The usual meaning is to place a new point which is then connected by zero or more edges to existing points. In that case, it is almost obvious that you cannot get a planar graph from a non-planar graph, because there will be a subgraph of the new graph (namely the original non-planar graph) that cannot be expressed in a plane.

But if "adding a point" can mean adding a point along an edge, breaking that edge and requiring the corresponding two edges to connect to the new point (along perhaps with other edges) then yes, you could turn a non-planar graph into a planar graph.

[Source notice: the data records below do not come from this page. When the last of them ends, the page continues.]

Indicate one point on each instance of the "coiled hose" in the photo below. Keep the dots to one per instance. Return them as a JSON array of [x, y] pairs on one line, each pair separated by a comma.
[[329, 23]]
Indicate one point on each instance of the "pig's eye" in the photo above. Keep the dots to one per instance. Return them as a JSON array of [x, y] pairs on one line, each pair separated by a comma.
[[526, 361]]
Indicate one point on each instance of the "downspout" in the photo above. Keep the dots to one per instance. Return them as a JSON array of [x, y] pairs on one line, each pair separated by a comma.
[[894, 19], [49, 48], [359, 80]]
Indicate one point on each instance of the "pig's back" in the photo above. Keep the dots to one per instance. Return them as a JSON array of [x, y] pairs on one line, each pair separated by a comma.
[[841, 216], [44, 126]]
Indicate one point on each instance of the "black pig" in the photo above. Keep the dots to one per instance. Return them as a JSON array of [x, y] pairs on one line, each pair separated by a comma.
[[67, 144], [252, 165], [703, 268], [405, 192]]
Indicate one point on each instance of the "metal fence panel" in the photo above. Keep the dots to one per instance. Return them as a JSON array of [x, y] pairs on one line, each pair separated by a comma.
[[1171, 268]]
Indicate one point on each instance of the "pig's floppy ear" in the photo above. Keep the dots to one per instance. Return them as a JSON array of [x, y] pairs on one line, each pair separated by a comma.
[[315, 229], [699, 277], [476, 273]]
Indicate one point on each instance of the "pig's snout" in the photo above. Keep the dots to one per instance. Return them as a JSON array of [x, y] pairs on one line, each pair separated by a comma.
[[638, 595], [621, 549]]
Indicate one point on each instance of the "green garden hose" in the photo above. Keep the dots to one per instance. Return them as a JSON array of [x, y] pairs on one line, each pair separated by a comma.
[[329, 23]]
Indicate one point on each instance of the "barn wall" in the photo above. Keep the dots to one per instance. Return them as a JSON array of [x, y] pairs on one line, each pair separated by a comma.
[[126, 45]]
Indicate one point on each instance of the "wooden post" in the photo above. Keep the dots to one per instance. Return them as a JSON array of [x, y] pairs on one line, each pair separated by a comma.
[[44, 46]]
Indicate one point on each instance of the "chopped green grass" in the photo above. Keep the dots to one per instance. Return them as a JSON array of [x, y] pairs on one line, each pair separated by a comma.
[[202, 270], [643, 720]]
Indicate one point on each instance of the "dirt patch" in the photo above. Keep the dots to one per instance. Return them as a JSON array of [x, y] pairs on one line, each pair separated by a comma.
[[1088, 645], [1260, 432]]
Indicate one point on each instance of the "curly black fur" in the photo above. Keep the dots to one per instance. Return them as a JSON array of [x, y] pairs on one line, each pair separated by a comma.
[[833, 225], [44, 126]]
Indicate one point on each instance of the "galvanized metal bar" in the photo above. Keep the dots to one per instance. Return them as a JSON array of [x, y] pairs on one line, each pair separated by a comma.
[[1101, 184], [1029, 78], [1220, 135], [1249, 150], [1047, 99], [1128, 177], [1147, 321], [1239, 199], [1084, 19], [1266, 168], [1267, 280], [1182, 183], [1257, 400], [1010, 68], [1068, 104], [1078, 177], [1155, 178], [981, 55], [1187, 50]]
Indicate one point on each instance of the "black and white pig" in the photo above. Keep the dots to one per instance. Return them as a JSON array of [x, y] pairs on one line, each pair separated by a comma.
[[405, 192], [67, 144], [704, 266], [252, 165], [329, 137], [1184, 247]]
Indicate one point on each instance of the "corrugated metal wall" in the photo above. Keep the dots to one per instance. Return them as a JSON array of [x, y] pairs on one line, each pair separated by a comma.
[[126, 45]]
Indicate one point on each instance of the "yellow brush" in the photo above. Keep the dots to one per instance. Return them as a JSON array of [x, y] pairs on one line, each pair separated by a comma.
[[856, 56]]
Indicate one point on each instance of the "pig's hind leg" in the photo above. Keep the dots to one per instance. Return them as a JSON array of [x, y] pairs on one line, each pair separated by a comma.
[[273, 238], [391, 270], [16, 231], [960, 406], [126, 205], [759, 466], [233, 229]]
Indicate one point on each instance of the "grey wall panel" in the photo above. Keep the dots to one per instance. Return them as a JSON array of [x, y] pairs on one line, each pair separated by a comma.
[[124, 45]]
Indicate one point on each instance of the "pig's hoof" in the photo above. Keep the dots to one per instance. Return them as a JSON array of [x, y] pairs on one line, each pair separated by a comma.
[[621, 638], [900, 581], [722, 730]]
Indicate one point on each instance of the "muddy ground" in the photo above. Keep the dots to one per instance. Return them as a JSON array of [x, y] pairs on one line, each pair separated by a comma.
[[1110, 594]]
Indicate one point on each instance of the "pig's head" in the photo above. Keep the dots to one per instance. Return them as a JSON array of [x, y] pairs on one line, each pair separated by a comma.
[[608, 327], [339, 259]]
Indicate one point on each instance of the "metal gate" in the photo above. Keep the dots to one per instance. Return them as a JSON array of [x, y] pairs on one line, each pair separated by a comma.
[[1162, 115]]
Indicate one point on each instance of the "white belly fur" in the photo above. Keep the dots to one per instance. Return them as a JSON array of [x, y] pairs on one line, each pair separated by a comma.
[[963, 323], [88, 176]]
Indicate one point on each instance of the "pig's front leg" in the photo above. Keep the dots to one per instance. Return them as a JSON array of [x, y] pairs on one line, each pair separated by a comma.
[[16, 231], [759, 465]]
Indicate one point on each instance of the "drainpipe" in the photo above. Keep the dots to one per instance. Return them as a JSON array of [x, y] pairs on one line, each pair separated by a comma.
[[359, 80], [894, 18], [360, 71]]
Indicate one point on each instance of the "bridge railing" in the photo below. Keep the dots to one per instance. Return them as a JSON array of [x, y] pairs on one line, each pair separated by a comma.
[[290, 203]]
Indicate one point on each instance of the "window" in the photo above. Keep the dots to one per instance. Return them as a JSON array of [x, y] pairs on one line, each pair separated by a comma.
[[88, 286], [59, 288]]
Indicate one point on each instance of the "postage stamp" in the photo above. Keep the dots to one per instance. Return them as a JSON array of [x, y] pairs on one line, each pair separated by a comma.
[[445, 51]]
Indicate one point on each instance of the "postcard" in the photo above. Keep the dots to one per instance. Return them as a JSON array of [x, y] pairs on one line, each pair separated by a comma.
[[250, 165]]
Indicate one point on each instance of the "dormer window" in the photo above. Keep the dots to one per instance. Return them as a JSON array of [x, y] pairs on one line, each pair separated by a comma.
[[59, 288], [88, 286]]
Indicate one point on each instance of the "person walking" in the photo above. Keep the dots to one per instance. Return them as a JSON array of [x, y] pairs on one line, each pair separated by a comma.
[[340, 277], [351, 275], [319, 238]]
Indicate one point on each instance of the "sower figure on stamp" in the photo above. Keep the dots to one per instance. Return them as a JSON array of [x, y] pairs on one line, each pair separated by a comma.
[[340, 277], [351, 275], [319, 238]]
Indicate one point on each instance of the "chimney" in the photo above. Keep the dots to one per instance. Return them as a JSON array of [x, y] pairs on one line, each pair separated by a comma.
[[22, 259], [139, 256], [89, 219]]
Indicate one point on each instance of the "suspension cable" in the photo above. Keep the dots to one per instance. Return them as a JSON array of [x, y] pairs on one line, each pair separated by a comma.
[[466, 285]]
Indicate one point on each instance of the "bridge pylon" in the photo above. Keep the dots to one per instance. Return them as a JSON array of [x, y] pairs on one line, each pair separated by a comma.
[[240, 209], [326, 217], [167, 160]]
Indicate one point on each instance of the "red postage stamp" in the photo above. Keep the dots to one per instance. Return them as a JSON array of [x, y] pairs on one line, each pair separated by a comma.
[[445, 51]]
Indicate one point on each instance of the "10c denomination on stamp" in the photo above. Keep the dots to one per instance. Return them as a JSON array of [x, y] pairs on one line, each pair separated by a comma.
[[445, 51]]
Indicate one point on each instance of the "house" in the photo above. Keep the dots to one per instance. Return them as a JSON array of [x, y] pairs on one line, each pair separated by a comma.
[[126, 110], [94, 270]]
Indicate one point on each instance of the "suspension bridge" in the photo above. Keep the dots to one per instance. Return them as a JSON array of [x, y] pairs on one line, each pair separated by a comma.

For example, take a 5-clique, which is non-planar. Choose an edge, wlog edge $AB$. Remove that edge and replace it with two edges connecting a sixth point $F$ (so that the new graph has $AF$ and $FB$ in place of $AB$). This new graph is planar.

I believe determining whether a given graph is planar, knowing only its matrix of edges, is a hard problem.


I believe I need to explain my example in more detail:

In a plane, picture geometrically points $$\{ A = (0,1); B = (0, -1); C = (1,0); D = (-1,0); E = (0,0) \}$$ and edges depicted by lines $AC$, $AD$, $AE$, $BC$, $BD$, $BE$, $CE$, $DE$, plus an edge between $A$ and $B$ drawn as an arc within the same plane, and one last edge between $C$ and $D$ (making this $K_5$) drawn as a curve going slightly out of the plane, going from $C$ around the outside of $A$, just over the $AB$ arc, and coming back down near $D$.

Now break (as the OP is trying to allow in his problem) arc $AB$ into arcs $AF$ and $FB$, both still using the same drawn curve (and in the plane). Then push arc $CD$ dwon into the plane such that it would cross arc $AB$ at $F$, and break up $CD$ into $CF$ and $FD$. The resulting graph of six vertices is now planar (indeed, the planar edge set has been exhibited by construction). It is not, or course a 6-clique, nor does it contain $K_5$ as a subgraph, but this does meet the OP's desire for "flattening" a graph.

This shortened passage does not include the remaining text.